Bugün Kayseri'de verilen mahkeme kararının çok yetersiz olduğunu... Şiddet uygulayan insanların hem de tanımadık kişilerin gidip orada vahşice bir çocuğumuzun, bir gencimizin, bir üniversite çocuğumuzun -o da artık kaçıyor yani, sığınacak bir liman arıyor, buna rağmen- üzerine çullanıp 8-10 kişi sopalarla ve polislerle birlikte öldürmelerinden sonra verilen on yıllık ceza insan hayatının ne kadar hiçe sayıldığının ve şiddetin ne kadar teşvik edildiğinin bariz bir göstergesidir. Başta hâkimler olmak üzere, o kararı verenleri, kararın o hâle gelmesine sebep olan tüm iktidar mensuplarını -başta Eskişehir Valisi olmak üzere- kınıyor, o çocuğun katillerinin cezasız kalmasının Türkiye için bir utanç olduğunu belirtmek istiyorum.

Değerli arkadaşlar, Türkiye, artık Avrupa'da Sisi rejimiyle karşılaştırılmaktadır. O kadar kötü ki, demokrasi verilerine baktığımızda, birkaç rakam vermek istiyorum: Protestolara katıldığı için hakkında kovuşturma başlatılan ya da hapse atılan kişilerin sayısı Mısır'da 16 bin, Türkiye'de 5.500, sadece gösteriye katıldığı için. Öldürülen protestocu sayısı Mısır'la karşılaştırılıyor, Mısır'da bin, Türkiye'de 63. Yaralananların sayısı, Mısır'da 17, Türkiye'de 10 bin. Sivil toplum kuruluşlarını hedef alan yasalar -Avrupa'yla karşılaştırdığımızda- Türkiye'de ve Mısır'da aynı tür yasalar çıkarılmış. Protesto gösterilerini kısıtlayan yasalar, her iki ülkede de aynı nitelikte çıkarılmış. Evet, devam ediyoruz, özgürlük kriterine baktığımızda, "Mısır özgür değil, Türkiye özgür değil." Demokrasi endeksinde, Mısır dünyada 135'inci, Türkiye 93'üncü. Kaç ülke var Sayın Hâkimim?

RIZA TÜRMEN (İzmir) - 200'e yakın.

CELAL DİNÇER (İstanbul) - 200'e yakın ülke var.

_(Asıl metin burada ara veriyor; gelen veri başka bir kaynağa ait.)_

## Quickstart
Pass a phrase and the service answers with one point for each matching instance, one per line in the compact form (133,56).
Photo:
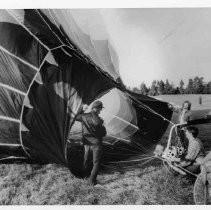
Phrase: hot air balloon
(54,61)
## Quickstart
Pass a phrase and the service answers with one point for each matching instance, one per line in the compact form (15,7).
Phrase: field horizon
(143,184)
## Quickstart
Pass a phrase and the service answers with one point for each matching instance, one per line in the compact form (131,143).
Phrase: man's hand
(85,107)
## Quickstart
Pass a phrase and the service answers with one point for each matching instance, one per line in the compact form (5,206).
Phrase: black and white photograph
(105,106)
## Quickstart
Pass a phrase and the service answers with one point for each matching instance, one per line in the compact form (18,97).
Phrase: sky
(154,44)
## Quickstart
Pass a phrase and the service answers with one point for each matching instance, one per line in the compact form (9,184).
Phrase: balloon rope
(130,161)
(126,149)
(49,27)
(59,27)
(148,108)
(122,139)
(142,147)
(180,167)
(119,118)
(139,146)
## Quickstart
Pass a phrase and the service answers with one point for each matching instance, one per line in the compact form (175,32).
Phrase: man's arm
(81,113)
(193,151)
(206,158)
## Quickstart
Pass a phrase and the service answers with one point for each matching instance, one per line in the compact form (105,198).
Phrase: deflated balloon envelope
(52,62)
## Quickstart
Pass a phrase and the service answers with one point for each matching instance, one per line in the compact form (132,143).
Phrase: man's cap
(97,105)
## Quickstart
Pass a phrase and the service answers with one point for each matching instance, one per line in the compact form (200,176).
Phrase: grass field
(150,184)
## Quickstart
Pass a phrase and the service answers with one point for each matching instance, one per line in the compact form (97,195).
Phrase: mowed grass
(142,185)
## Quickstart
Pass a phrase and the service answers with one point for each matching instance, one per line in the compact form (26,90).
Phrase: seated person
(195,151)
(184,116)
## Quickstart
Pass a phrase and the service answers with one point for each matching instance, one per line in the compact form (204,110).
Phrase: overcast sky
(155,44)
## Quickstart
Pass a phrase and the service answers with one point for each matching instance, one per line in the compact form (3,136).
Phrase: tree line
(194,86)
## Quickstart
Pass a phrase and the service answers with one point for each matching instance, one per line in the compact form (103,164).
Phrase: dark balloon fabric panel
(9,132)
(11,103)
(15,73)
(46,32)
(15,39)
(56,102)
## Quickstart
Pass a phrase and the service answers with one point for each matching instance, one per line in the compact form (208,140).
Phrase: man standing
(195,150)
(93,132)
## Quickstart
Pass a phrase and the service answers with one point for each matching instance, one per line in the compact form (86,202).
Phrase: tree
(161,87)
(208,88)
(153,90)
(143,89)
(168,88)
(136,90)
(181,87)
(190,88)
(198,85)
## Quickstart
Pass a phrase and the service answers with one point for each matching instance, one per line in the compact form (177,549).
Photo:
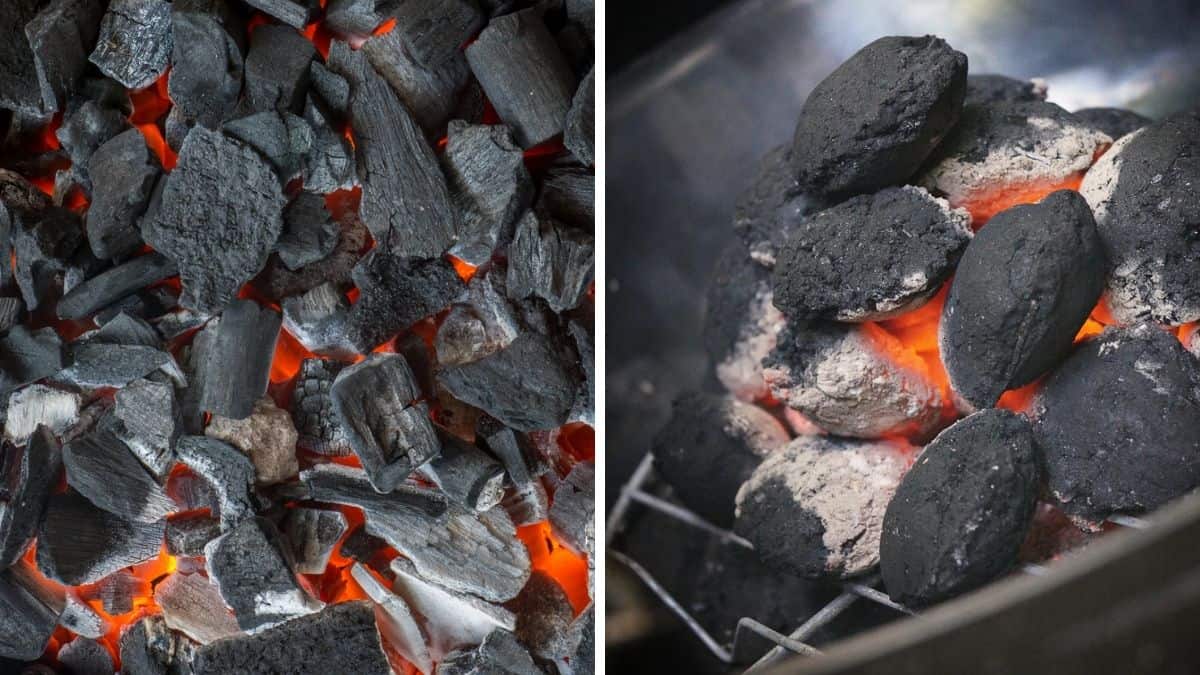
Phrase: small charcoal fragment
(525,75)
(711,447)
(960,514)
(874,120)
(816,506)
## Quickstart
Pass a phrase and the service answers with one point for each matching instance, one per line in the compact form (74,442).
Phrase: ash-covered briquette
(135,42)
(79,543)
(870,257)
(711,447)
(406,202)
(874,120)
(1007,144)
(816,506)
(525,75)
(28,476)
(960,514)
(1021,292)
(853,381)
(1143,382)
(490,184)
(1147,209)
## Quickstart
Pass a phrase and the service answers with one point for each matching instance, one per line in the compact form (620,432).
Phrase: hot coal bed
(953,336)
(297,339)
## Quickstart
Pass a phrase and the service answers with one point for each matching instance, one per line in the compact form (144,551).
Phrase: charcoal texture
(960,514)
(1021,292)
(874,120)
(897,246)
(1143,382)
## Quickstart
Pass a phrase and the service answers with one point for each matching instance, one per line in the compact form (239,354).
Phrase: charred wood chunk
(870,257)
(550,261)
(874,120)
(256,580)
(1143,192)
(525,76)
(958,519)
(28,476)
(711,447)
(221,214)
(1024,288)
(490,184)
(79,543)
(135,42)
(1137,380)
(406,202)
(462,550)
(816,506)
(390,431)
(342,638)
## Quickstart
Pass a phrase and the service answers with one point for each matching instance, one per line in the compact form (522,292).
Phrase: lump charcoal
(342,638)
(135,42)
(853,381)
(897,245)
(1143,192)
(105,471)
(1138,380)
(466,551)
(390,431)
(312,533)
(959,517)
(709,448)
(28,476)
(815,507)
(113,285)
(227,471)
(875,119)
(525,76)
(580,135)
(406,202)
(490,184)
(1024,288)
(549,261)
(256,580)
(396,292)
(221,214)
(79,543)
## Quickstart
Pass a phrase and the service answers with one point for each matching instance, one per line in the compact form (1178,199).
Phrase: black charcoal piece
(227,471)
(28,476)
(958,519)
(580,135)
(897,245)
(252,572)
(1143,192)
(406,202)
(396,292)
(221,214)
(389,429)
(525,76)
(342,638)
(874,120)
(816,506)
(529,384)
(550,261)
(462,550)
(79,543)
(1021,292)
(711,447)
(105,471)
(1140,381)
(490,184)
(135,42)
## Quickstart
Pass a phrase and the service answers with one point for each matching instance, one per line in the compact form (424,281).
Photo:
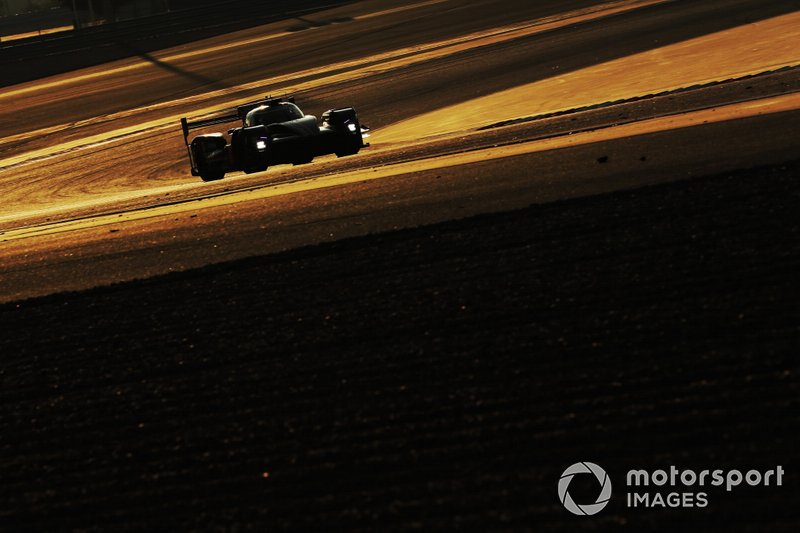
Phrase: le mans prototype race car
(274,131)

Hukukun üstünlüğü endeksinde, Mısır bizi geçmiş arkadaşlar, Mısır 34, Türkiye 55'inci sırada hukukun üstünlüğü açısından.

Yani daha saymama gerek yok, elim varmıyor, gerçekten utanç verici bir konumdayız. Buna rağmen, biz yine de insan haklarını kısıtlayıcı, özgürlüğü kısıtlayıcı... Polise, jandarmaya, o da yetmiyor Sahil Güvenlik Komutanlığına da aynı yetkileri veriyoruz ve onları üstüne üstlük getirip bir de siyasi iktidarın emrine ve kontrolüne veriyoruz.

Şimdi, bu yasayla da, "Sahil Güvenlik Komutanlığında görevli Sahil Güvenlik mensubu subay, astsubay, sivil personel, uzman erbaş, sözleşmeli erbaş, er, hizmetleri gerekleri veya sağlık nedenlerinden dolayı görev ve hizmet yerlerinin değiştirilmesiyle geçici görevlendirilmesi 8'inci maddedeki usul ve esaslara göre yapılır." diyor. Yani onların önemli bir kısmı, daha doğrusu komuta kademesinde olanların tümü İçişleri Bakanı ve valiler tarafından atanacak, dolayısıyla siyasi iktidarın emrine girecek. Sadece erler, erbaşlar gibi birkaç tane kişi belki Sahil Güvenlik Komutanlığı tarafından atanacak.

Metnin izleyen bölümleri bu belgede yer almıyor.